Fun fact: The event gave rise to a new kind of party reportage, as CBS did live coverage from the ball. Mr. Duchin illuminates the ironies: Tallulah Bankhead took home a cute younger man who turned out to be Truman's doorman. For Mr. Duchin, welcome in any inner circle, this "party of the century" was no different from many he worked. 

Yet he is not just another handsome face. He studied literature with the great Harold Bloom at Yale, and must have absorbed some of the storytelling art, having co-authored two mystery novels. Here he writes about Peter Beard, a fellow Yalie who provides a neat dramatic arc. Seeing him after he had his stroke, Mr. Duchin writes, "You never know whom you'll run into in the hospital." 

He launches into a story about Beard, a great photographer and adventurer who swam with crocodiles in Kenya. When he went missing in Montauk, Mr. Duchin observes, "I'd like to believe that, when Peter knew he was nearing the finish line, he walked off to die alone, like one of the wild animals he knew so well." Still so fresh in our memories, Beard was local news. Mr. Duchin offers a sensitive look at an illusory figure who occupied the last house on the highest cliff on Long Island and whose demise rocked Montauk in the spring of 2020, a sad distraction as we all went deeper into lockdown. 

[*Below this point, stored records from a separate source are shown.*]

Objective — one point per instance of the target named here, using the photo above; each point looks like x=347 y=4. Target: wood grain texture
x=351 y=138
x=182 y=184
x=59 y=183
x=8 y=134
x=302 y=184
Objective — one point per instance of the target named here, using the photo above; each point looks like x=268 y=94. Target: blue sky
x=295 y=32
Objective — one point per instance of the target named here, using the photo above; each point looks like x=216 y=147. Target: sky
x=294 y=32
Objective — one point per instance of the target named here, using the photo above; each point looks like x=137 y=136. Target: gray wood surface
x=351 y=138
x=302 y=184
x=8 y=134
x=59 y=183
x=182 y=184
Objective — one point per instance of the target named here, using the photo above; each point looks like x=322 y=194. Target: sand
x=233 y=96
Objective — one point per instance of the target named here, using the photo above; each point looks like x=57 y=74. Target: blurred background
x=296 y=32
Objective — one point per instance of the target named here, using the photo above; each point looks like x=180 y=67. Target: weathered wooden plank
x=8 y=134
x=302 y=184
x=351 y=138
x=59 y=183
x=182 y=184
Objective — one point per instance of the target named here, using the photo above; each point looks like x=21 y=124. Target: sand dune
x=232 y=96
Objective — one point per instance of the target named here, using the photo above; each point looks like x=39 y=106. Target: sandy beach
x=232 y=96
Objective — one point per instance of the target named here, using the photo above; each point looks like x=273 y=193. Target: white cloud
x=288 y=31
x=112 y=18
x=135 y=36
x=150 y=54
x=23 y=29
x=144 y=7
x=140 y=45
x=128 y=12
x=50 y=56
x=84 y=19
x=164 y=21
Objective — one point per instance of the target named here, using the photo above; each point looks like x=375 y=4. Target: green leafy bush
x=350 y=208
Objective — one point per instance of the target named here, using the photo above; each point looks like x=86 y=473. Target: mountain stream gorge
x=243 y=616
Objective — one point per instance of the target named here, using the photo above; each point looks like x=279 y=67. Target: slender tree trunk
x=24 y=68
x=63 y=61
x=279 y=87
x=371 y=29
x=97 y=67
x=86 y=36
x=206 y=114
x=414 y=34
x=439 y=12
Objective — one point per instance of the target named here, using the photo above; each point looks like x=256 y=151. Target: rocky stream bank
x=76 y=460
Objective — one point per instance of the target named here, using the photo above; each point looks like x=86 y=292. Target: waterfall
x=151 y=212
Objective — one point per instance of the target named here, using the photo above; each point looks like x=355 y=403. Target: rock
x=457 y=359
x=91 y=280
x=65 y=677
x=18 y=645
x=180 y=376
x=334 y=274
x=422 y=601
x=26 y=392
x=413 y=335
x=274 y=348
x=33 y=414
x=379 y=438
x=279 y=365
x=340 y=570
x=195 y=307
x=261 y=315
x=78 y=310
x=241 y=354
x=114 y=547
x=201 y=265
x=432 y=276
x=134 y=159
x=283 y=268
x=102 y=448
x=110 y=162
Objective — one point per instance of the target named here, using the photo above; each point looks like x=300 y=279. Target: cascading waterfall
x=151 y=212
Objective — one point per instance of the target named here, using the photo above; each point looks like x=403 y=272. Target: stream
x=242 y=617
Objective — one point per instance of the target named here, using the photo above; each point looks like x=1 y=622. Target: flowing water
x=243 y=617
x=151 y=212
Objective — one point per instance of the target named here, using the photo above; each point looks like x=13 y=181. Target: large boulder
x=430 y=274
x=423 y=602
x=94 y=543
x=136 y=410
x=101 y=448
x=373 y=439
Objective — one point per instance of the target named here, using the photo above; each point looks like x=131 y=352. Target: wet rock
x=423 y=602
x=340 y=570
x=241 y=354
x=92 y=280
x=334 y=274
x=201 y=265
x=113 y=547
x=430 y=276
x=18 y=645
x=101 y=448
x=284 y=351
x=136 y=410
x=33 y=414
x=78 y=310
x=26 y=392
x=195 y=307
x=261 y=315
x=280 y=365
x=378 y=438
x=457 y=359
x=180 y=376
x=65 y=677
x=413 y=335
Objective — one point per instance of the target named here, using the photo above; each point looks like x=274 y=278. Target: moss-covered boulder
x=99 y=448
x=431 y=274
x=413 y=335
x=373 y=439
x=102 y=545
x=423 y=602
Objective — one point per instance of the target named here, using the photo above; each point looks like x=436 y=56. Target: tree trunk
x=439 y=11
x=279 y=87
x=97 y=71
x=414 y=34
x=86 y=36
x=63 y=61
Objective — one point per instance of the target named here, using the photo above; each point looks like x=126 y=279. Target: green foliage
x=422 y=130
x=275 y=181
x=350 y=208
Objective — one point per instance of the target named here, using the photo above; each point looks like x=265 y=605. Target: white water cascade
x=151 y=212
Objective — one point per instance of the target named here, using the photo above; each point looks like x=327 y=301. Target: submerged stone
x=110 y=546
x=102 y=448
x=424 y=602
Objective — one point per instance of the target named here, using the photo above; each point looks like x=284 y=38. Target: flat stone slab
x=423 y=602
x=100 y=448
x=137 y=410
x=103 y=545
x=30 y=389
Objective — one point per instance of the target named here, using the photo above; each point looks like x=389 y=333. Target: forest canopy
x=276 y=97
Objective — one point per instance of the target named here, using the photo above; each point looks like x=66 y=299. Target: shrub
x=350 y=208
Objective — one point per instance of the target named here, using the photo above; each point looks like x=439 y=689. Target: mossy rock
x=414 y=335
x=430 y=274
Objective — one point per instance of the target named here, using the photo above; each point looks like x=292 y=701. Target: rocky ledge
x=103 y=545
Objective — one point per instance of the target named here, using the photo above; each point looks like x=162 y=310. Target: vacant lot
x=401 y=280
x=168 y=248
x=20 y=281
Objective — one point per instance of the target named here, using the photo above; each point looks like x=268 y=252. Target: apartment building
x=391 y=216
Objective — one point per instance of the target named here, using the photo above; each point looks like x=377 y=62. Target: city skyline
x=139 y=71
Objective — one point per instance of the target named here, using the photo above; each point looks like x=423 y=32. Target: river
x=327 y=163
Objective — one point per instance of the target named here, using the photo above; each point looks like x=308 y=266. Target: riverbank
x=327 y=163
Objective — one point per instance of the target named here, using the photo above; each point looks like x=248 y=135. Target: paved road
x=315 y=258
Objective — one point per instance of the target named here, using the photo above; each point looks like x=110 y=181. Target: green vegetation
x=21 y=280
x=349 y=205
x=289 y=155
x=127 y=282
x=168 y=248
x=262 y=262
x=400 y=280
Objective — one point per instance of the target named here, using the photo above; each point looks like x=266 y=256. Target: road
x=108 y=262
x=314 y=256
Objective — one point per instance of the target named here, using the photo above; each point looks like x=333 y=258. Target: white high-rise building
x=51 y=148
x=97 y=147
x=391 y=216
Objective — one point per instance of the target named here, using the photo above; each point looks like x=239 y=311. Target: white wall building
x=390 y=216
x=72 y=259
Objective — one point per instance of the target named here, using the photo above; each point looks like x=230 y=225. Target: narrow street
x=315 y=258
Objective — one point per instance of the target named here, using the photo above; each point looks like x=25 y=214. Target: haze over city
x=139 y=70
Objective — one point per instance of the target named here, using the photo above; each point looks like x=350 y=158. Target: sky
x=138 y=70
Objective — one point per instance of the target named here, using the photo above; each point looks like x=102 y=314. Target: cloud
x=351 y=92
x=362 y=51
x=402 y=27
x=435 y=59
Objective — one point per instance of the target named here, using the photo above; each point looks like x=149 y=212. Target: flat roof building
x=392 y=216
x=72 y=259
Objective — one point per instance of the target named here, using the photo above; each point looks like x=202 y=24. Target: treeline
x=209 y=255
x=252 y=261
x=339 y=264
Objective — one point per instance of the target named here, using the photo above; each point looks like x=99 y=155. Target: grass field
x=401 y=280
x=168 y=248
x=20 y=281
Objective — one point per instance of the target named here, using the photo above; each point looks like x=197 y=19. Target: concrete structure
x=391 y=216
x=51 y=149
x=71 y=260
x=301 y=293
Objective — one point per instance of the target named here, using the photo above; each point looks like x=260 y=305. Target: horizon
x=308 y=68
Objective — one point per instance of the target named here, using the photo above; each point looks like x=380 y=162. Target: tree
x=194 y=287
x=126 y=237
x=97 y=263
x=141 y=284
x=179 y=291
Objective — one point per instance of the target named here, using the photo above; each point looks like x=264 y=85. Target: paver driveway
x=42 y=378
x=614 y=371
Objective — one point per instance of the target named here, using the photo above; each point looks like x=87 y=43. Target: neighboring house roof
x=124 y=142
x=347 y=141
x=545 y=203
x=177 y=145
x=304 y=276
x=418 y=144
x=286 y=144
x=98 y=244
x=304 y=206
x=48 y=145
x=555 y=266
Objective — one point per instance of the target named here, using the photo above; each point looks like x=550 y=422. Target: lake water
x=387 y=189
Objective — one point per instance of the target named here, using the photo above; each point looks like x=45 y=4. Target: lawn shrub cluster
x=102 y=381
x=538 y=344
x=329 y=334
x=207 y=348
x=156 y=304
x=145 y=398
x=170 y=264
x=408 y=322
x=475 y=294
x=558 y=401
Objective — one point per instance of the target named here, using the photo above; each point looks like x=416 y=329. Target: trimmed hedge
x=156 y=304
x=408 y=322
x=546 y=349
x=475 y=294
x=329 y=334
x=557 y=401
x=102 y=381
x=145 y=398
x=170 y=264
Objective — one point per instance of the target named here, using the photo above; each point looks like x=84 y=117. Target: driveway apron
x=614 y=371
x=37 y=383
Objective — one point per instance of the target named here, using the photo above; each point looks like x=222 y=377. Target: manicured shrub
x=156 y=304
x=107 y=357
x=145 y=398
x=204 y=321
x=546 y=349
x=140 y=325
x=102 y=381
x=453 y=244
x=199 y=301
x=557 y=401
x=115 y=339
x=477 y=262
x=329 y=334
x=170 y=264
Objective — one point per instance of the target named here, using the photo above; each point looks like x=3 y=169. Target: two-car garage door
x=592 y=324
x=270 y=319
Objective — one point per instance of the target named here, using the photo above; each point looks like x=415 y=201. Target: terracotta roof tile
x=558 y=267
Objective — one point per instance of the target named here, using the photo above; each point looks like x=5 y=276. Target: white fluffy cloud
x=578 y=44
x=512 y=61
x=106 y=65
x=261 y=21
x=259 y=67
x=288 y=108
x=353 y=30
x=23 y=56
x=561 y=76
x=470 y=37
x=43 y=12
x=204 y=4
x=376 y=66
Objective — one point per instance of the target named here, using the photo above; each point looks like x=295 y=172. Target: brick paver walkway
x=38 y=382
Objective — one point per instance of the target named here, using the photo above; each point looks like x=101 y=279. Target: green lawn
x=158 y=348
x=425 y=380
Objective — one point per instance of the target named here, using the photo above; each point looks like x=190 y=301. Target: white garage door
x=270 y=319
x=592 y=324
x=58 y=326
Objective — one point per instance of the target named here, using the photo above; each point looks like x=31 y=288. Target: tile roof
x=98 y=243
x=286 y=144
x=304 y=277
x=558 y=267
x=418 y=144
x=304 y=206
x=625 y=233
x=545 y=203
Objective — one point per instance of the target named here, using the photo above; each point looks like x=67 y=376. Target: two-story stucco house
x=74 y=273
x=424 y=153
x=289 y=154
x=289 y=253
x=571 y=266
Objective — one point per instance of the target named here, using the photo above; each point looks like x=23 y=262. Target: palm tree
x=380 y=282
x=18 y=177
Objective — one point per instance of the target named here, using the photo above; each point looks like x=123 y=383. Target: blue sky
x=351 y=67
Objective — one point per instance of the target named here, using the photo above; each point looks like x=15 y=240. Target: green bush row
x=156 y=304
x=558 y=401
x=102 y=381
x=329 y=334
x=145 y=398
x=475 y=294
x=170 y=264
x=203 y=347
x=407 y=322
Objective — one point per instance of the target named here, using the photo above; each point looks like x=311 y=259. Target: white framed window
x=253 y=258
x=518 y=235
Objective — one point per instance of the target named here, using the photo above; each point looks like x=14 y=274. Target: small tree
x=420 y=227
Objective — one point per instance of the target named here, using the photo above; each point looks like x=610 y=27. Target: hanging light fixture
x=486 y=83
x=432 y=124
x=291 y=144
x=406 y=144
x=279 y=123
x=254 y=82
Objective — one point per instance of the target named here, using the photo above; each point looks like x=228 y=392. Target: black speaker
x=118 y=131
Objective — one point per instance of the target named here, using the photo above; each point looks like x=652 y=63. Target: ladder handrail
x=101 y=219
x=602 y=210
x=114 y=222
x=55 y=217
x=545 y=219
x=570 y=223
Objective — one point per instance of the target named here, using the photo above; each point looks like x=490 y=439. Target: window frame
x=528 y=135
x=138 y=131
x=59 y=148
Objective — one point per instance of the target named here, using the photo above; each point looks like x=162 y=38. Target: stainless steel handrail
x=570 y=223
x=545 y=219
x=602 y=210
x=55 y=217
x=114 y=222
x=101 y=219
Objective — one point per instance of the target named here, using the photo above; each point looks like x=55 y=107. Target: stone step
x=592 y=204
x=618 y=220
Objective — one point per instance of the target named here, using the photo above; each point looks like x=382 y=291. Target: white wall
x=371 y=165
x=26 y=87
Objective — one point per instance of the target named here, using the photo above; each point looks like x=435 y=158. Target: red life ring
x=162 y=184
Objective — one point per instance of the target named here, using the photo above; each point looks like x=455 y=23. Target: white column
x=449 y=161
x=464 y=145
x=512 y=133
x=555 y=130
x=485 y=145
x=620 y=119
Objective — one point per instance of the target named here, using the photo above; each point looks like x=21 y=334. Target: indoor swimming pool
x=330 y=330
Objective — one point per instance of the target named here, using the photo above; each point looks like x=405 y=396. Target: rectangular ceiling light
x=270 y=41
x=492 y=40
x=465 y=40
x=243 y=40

In the end, this reader was grateful to be transported to a bygone era, reminded of a glamorous world when the famous actually had talent beyond creating fame, even if they bleed like you and me.


Regina Weinreich is the author of "Kerouac's Spontaneous Poetics," editor of Kerouac's "Book of Haikus," and co-producer/director of "Paul Bowles: The Complete Outsider." She lives in Manhattan and Montauk.